Na een tijdje, terugkijkend toch zeker een half uur, maakt de brigadier zich uit het blauwe gezelschap los en komt naar ons toe. “We kunnen tot actie overgaan… U rijdt met mij mee in de commando wagen.”Hij kijkt Irma aan. “Het lijkt me goed dat u aanwezig bent om uw dochter, na de ontzetting, te ondersteunen. ” Irma knikt.
Het is alsof wij in een verkeerde film zijn binnengestapt. Als de commandowagen onopvallend in de buurt van de woning van Geraets is geparkeerd en ondersteunende teams hebben gemeld dat zij dat zij op de afgesproken positie klaar staan, krijgt het oorspronkelijke patrouilleteam de opdracht om opnieuw aan te bellen om alsnog naar het ID bewijs te vragen.

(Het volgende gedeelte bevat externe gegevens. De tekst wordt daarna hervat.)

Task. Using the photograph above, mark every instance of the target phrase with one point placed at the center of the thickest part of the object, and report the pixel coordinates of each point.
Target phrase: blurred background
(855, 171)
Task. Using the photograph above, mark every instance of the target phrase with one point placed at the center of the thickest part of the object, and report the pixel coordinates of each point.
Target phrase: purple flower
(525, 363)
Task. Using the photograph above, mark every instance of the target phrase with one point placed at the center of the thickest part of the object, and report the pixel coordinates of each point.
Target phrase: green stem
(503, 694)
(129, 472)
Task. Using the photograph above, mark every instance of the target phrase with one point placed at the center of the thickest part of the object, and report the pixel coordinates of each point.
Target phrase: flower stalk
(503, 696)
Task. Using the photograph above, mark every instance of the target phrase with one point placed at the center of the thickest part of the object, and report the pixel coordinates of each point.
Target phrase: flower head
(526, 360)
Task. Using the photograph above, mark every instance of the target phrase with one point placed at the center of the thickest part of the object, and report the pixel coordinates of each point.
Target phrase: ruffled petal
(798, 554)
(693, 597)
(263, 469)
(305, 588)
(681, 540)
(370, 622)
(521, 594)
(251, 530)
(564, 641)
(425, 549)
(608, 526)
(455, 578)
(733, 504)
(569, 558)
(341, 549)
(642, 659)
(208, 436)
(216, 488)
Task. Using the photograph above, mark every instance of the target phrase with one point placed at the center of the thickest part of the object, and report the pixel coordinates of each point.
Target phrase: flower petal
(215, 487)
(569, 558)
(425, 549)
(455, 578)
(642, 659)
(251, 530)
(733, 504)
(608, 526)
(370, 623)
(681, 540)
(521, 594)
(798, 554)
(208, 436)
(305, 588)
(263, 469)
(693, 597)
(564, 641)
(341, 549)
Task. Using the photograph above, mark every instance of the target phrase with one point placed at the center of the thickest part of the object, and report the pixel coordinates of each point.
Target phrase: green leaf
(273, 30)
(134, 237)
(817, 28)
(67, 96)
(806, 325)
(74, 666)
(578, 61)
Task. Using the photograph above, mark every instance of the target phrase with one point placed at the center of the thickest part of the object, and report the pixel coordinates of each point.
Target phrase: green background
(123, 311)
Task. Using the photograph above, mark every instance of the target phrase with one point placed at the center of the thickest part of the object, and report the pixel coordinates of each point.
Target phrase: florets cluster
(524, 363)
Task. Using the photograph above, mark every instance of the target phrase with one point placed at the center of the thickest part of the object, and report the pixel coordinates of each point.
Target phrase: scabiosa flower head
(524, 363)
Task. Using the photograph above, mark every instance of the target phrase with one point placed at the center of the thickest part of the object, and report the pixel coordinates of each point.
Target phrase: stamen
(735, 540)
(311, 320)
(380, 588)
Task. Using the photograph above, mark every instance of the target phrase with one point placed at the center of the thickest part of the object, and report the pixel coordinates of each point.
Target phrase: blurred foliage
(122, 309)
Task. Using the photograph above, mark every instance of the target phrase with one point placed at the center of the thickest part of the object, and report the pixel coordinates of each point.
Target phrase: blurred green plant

Via een monitor kunnen wij meekijken met de bodycam van een van de agenten. Na twee keer aanbellen komt de zichtbaar geïrriteerde Jacob aan de deur. Op het moment dat de agent aangeeft dat hij is gekomen de identiteit van zijn vrouw aan de hand van haar ID bewijs te controleren trekt de geloofsapostel wit weg. Hij draait zich zenuwachtig om en roept Ellen. Kort daarop verschijnt een jonge zenuwachtige blonde vrouw aan de deur. Hij geeft de vraag om het ID bewijs door aan de nep Ellen, die al stotterende vertelt dat zij haar ID bewijs is verloren. De agent vraagt beiden op besliste toon om naar buiten te treden. Op datzelfde moment flitst aan de achterkant van het huis een fel licht aan. De agenten aan de voordeur grijpen de geschrokken Jacob gooien hem op de grond en slaan hem in de boeien. De jonge vrouw die inmiddels staat de huilen wordt eveneens naar buiten getrokken en geboeid. Tegelijkertijd dringen een aantal agenten, die blijkbaar al buiten beeld stonden opgesteld, gehuld in m.e. uniform met getrokken wapens, via de voordeur de woning binnen.
‘Team backside voor 9530’ ‘Hier 9530, over’ ‘Vermoedelijk slachtoffer ontzet. Zij werd door 4 mannelijke verdachten onder dwang via de achterdeur naar buiten gebracht… Verdachten zonder noemenswaardige weerstand gearresteerd. Over.’ Vervolgens melde zich het andere team met de vraag wat te doen met de in de woning aangetroffen 3 mannen en twee vrouwen.’ Het antwoord van Bert is kort. ‘Allen arresteren en mee naar bureau.’
Even later wordt op de deur geklopt van de commandowagen. Geflankeerd door twee agenten in M.E. tenue staat Ellen blootsvoets in een soort van jute jurk , huilend in de deuropening. Bij het zien van haar dochter schiet Irma langs mij en Bert en sluit haar huilend in haar armen.